Two couples were playing cards.  John accidentally dropped some cards on
the floor.  When he bent down under the table to pick them up, he noticed
that Bill's wife was not wearing any underwear!  Shocked by this, John hit
his head on the table and emerged red-faced.

Later, John went to the kitchen to get some refreshments.  

Bill's wife  followed him and asked, "Did you see anything that you liked
under there?" John admitted that, well, yes he did.  She said "You can
have it, but it will cost you $100." After a minute  or two, John
indicates that he is interested. She tells him that since Bill works
Friday afternoons and John doesn't, John should come to her house  around
2:00 pm on Friday.

Friday came and John went to her house at 2:00 pm. After paying her $100
they went to the bedroom, had sex, and then John left. Bill came home
about 6:00 pm.  He asked his wife, "Did John come by this afternoon?"

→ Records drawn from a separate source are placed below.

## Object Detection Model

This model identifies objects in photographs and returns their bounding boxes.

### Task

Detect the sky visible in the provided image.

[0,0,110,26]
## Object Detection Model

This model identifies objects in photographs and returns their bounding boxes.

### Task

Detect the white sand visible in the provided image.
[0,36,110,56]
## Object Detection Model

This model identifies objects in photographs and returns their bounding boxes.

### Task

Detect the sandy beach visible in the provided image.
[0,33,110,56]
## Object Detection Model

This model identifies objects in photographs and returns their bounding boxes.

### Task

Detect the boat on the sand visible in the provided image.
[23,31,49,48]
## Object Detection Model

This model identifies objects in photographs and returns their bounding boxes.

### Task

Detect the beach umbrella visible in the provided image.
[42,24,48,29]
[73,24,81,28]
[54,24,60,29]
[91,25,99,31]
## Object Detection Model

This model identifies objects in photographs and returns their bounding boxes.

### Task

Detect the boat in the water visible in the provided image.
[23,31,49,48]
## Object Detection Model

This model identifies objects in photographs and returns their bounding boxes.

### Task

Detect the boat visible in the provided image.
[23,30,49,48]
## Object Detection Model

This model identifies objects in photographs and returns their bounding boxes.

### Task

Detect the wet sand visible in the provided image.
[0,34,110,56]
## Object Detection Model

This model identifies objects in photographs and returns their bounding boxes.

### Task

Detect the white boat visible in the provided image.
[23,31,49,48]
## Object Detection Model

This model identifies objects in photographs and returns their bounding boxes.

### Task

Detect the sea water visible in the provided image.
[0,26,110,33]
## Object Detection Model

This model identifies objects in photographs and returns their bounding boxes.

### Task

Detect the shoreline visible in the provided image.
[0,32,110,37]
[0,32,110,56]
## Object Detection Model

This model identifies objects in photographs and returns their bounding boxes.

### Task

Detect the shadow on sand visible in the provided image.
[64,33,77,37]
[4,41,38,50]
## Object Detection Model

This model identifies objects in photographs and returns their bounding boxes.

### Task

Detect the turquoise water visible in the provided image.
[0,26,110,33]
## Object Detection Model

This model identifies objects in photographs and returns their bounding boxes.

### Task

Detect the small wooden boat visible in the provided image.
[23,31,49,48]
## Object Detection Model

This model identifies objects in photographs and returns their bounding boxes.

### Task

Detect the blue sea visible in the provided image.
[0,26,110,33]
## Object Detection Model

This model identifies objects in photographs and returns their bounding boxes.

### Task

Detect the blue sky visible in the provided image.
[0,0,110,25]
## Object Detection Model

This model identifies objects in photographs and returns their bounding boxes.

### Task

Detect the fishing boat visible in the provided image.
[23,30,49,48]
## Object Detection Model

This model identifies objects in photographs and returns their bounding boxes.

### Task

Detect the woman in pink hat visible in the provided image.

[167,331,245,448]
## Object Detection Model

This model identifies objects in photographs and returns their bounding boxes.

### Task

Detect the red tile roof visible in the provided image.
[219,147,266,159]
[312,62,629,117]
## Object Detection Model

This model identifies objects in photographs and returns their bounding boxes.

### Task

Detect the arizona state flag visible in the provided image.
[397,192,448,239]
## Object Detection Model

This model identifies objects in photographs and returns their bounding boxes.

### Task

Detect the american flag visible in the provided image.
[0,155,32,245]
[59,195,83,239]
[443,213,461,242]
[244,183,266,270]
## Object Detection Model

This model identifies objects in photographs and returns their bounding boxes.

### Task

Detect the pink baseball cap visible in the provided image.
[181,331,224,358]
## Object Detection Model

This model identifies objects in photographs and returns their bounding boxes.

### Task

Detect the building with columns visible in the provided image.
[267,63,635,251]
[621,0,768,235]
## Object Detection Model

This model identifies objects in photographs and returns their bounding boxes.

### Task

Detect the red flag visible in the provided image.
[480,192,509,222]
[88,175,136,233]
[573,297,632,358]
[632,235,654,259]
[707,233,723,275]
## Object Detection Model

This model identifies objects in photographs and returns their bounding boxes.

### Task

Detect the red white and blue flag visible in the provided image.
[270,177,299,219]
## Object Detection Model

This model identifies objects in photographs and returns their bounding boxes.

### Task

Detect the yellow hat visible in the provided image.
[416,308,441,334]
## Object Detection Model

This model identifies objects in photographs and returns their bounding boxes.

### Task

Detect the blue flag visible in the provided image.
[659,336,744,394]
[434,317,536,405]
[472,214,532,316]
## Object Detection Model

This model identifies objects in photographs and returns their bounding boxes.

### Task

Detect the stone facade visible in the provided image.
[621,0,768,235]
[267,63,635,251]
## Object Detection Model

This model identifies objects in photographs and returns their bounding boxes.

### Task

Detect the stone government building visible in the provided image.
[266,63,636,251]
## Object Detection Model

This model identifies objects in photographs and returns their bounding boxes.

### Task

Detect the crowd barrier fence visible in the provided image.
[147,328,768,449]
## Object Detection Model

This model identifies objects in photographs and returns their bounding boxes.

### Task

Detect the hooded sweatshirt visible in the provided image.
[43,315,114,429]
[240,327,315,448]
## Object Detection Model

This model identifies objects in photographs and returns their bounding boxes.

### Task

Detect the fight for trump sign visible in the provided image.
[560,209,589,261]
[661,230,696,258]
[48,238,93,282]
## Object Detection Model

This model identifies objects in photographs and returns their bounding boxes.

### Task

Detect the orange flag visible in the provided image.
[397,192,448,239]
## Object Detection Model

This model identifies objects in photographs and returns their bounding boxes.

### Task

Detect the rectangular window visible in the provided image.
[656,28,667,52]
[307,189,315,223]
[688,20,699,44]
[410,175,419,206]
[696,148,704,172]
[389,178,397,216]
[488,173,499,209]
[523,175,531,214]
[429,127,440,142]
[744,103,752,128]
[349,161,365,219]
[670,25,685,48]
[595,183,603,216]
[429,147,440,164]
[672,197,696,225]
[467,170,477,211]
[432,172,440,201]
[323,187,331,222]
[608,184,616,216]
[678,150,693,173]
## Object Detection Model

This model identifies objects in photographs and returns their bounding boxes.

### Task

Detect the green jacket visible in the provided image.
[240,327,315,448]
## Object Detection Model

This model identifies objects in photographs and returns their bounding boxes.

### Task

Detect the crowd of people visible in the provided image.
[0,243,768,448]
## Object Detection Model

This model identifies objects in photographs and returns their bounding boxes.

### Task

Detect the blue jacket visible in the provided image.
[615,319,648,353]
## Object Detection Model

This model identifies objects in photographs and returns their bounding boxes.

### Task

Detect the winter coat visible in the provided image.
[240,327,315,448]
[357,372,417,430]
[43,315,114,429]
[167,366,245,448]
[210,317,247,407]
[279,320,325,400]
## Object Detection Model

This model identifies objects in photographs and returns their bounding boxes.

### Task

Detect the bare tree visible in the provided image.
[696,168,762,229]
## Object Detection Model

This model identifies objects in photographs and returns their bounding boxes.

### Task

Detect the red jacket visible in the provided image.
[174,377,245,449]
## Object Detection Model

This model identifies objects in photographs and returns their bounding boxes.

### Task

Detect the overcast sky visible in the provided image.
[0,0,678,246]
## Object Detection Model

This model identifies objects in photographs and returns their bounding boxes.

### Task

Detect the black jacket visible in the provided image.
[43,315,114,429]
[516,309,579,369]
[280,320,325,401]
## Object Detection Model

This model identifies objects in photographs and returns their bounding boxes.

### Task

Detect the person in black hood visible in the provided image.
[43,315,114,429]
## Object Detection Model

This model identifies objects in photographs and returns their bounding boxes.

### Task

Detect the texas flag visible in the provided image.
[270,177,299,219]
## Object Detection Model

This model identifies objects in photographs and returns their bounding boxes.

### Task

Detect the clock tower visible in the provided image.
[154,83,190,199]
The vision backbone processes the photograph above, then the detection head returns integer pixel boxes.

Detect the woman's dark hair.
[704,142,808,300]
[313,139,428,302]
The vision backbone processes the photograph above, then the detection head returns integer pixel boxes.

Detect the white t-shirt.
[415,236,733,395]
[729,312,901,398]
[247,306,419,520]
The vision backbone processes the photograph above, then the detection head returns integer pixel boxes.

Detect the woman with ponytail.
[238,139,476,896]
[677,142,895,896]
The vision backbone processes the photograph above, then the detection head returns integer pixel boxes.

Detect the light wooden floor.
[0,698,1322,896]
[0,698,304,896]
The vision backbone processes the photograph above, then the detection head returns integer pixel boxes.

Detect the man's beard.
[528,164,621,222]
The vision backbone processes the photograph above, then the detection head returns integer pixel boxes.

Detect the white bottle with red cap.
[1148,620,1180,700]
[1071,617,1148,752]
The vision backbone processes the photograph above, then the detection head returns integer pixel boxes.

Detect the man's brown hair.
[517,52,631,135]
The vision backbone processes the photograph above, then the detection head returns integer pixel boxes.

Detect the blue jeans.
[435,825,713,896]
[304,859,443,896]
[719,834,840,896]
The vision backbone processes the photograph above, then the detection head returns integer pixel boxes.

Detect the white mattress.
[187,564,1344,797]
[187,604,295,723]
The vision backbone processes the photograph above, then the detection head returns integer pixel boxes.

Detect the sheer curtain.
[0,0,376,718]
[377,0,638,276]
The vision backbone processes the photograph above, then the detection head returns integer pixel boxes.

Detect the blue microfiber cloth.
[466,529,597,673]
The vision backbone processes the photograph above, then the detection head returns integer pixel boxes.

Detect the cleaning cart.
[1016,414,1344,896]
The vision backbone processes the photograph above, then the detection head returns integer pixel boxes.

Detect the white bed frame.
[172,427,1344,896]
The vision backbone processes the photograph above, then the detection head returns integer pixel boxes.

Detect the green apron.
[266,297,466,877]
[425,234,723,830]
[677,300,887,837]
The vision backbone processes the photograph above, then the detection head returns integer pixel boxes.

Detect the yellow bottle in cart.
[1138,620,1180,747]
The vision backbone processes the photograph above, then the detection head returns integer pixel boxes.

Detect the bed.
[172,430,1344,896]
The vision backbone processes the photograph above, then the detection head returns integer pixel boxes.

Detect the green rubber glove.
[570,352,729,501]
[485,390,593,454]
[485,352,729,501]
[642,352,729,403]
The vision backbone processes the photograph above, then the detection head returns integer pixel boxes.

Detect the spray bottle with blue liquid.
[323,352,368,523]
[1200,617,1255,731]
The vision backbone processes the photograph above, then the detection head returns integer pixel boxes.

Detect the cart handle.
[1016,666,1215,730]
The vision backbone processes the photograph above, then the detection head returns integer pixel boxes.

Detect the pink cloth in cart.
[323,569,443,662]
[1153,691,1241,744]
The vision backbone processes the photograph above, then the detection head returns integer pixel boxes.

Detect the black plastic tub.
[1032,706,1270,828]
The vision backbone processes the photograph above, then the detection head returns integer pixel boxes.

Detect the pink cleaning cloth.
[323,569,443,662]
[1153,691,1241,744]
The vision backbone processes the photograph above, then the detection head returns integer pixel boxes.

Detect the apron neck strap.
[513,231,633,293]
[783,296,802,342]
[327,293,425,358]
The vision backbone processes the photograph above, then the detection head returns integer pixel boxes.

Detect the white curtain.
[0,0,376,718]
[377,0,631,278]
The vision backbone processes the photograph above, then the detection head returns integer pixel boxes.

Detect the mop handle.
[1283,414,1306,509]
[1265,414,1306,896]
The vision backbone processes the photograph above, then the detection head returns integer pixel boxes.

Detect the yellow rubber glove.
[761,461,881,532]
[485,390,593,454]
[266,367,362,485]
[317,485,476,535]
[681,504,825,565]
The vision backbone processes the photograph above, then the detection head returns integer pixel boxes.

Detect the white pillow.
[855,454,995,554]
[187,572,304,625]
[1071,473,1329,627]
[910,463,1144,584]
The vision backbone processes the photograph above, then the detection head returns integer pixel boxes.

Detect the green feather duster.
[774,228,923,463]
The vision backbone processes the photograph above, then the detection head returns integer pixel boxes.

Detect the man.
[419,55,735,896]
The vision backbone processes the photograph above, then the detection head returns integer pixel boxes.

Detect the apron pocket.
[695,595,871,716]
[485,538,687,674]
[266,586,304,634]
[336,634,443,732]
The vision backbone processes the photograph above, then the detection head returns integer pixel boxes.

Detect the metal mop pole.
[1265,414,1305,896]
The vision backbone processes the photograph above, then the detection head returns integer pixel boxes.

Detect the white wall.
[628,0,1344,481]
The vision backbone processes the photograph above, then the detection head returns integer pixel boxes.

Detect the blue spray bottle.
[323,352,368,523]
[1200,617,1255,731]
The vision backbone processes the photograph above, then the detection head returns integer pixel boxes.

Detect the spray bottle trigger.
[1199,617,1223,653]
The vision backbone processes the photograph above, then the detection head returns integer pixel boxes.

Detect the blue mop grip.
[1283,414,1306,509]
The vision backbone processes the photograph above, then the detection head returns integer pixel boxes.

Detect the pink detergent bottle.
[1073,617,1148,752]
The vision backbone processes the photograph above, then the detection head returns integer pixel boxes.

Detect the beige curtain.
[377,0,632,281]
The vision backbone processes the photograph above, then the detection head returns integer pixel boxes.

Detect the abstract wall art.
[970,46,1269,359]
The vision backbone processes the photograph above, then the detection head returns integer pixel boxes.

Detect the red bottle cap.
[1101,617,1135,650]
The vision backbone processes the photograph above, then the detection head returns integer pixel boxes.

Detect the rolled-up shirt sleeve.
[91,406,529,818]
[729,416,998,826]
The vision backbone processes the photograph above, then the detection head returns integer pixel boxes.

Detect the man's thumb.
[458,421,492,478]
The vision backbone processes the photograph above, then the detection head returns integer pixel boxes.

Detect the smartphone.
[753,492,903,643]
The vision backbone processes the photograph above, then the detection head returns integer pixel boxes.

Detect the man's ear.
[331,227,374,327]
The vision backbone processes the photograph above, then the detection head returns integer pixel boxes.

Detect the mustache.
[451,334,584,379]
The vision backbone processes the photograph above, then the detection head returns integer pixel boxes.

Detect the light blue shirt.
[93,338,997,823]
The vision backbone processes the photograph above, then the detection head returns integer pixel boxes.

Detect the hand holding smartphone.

Reluctantly, she replied, "Yes, he did stop by for a few minutes."

Next Bill asked, "Did John give you $100?" She thinks 'Oh hell, he knows!'

Finally she says, "Yes, he did give me  $100."

"Good,"  Bill says.  "John came by the office this morning and borrowed 
$100 from me.  He said that he would stop by our house on his way home and
pay me back.

**************************

One day, a father and his son were walking in the woods on their way 
home when suddenly they came upon two dogs mating in the brush. "What 
are they doing, Dad?" asked the small child, staring intently at the 
scene before them.  "They, um, they're making a puppy" said the boy's 
father, as he grabbed his coat and moved him along quickly. 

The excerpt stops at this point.